A「仕事辛い、会社がブラックだ」
B「辞めちゃえばいい」B’「もう少し頑張ってみたらどうだ」
C「それは無責任な発言だ」
このような流れのコミュニケーションを時々見かけます。仕事に関連して、4~5月頃のSNSでは特に。
・何かしらを継続することへの疑義
・持続あるいは転換を推奨する助言
・その助言に対して無責任だと批判する指摘
この類の会話の流れで指摘される「発言の無責任性」について、思うところを述べていきます。
そりゃあまあ無責任だけども
責任とは行為自体や行為の結果に関して対処する任務や義務を指す言葉であり、他者の助言を聞き入れようが聞き入れまいがその結果を受け入れるのは本人でしかない以上、他者の助言は、それがどれだけ親身で真剣であろうとも、どれだけ適当で無意味であろうとも、本質的に無責任です。これを否定することはある意味で個人の自己決定権の侵害を許容するようなものであり、少し厳しい表現ですが人権侵害にすらなりかねません。
冒頭の例においても、最終的に仕事を辞めるかどうかは意思決定者である個人に責任があり、それに対する助言者の責任は存在しません。
つまるところ、「他者の助言を無責任だと指摘する言葉」は当たり前のことを指摘しているだけであり、建設的ではありません。
では、厳しいことを言いますが、助言者の無責任性を批判する人、「他者の助言を無責任だと指摘する言葉」に責任はあるのでしょうか?
当然、そこにも責任はありません。他者の言葉を無責任だと批判するその言葉も同様に無責任なものです。
双方が同様に無責任性を持つ中、『批判者自身が持つ無責任性への無自覚』が『助言者の親切心』に勝るものだとは個人的には到底思えません。
助言の存在価値
他者の言葉の何もかもが無責任なのであれば誰も彼もが黙っていればいい、と言いたいわけではありません。助言とは本質的に無責任なものですが、無価値なものではないからです。
他者の自己決定権を侵害しない範囲で行われる助言にはいくつかの効用があります。
一つは単純に選択肢の明確化です。
悩み事に囚われている時、人は視野が狭くなるものです。健全な状態であれば当たり前のように気付ける様々な道筋、無数にある選択肢が見えなくなってしまうこともあります。助言はその霧を僅かでも晴らして意識を他所に向ける切っ掛けとなり得るでしょう。時には自身では気付けなかった経路すら教示いただけることもあるのですから、助言はあるだけお得です。気に入らなければ採用しなければいいだけの話です。
また、物事の決断はメンタルを著しく消耗するものであり、誰もが常に自己の責任を明確なまま意思決定が行えるとは限りません。つまり、少し皮肉が過ぎるかもしれませんが、助言は過剰な自責を軽減する言い訳として役立ちます。

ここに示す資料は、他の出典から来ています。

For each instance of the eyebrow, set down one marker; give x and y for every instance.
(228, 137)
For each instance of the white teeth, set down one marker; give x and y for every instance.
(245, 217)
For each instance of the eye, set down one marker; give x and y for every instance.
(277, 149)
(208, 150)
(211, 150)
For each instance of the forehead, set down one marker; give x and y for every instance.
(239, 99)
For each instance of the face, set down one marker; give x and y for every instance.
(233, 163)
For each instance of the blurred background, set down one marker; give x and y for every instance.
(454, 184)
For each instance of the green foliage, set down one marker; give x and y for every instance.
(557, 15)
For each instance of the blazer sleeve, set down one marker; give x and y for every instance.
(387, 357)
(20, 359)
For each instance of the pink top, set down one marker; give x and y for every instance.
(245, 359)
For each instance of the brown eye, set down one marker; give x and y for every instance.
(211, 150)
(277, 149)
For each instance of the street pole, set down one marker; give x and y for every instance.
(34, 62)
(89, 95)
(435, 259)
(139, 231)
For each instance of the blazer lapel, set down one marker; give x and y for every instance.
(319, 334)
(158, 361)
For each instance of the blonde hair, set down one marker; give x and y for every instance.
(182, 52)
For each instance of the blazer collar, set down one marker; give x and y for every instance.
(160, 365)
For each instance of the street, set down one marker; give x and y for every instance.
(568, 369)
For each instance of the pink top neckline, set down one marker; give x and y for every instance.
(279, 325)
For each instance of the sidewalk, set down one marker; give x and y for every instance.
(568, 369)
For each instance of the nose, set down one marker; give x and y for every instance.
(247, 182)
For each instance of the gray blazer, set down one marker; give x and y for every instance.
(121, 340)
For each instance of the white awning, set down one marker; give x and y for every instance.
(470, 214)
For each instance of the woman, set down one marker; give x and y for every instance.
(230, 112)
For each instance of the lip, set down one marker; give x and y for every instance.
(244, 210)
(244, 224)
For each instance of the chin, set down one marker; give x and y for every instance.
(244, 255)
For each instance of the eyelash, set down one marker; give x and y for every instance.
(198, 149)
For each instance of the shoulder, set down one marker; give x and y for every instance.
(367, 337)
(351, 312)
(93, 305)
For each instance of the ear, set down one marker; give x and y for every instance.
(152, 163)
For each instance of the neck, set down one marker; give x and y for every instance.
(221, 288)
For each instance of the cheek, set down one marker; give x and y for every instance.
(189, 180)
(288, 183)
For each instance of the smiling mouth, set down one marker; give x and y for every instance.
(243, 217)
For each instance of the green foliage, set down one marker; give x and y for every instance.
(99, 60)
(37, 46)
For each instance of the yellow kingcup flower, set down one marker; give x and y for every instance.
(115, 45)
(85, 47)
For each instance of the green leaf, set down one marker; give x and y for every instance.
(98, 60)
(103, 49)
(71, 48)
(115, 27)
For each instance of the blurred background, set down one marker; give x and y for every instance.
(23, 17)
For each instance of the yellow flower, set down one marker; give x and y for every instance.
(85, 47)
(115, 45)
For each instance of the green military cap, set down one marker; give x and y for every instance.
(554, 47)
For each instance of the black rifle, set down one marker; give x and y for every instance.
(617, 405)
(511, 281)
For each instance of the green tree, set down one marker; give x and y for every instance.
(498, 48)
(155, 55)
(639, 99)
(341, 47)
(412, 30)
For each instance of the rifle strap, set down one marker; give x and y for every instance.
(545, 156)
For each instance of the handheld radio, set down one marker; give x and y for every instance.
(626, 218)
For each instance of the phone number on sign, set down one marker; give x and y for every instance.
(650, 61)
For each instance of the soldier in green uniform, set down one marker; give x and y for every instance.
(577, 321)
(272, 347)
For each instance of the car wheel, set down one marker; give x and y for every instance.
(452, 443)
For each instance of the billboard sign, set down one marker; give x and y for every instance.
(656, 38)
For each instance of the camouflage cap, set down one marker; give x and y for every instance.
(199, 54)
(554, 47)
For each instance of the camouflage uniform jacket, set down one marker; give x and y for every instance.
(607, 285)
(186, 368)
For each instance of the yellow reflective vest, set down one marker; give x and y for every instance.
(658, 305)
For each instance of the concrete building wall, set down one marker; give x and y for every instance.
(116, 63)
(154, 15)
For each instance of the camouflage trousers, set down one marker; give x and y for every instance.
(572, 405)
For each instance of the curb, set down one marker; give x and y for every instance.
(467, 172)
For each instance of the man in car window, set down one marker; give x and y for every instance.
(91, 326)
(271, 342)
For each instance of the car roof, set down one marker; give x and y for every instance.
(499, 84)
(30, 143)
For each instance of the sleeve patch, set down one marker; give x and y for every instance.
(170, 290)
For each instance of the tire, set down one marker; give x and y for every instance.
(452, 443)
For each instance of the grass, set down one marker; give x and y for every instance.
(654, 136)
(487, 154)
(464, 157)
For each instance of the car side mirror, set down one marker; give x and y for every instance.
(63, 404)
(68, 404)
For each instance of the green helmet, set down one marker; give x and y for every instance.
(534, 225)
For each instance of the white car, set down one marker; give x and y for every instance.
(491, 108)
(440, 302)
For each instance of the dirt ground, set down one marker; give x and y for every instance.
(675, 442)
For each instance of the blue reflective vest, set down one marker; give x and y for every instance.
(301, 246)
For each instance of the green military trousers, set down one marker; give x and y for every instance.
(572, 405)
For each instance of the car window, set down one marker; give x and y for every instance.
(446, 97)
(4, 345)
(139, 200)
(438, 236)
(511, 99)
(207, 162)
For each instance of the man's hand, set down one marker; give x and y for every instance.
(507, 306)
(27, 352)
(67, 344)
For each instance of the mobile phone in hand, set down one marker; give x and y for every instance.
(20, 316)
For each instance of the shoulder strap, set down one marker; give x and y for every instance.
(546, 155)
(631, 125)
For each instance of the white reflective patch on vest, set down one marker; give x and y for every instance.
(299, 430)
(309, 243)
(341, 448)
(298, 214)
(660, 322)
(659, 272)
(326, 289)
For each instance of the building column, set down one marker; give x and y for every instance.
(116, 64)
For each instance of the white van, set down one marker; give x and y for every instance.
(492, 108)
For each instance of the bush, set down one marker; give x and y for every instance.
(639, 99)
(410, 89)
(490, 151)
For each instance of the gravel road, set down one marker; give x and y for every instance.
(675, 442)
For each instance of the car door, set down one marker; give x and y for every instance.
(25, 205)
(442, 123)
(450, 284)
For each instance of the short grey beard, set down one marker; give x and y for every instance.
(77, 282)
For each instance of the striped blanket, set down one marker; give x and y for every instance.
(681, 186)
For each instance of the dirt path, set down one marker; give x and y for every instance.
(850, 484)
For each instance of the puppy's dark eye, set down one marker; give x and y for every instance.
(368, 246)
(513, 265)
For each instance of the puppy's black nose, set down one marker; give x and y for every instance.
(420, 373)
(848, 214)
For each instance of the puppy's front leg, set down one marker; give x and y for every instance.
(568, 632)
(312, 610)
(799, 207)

「誰かが言っていたから」と責任を転嫁するような行為はあまり健全な活用の仕方ではありませんが、世の中は綺麗事だけで回っている訳でもなし、多少他人のせいにしたとしても実際の行動に至れるのであればそれはそれで良しとなることもあります。
結言
他者の助言を「無責任だ」と批判する人の、自身の無責任性への無自覚が私は好みではない。ただそれだけの話でした。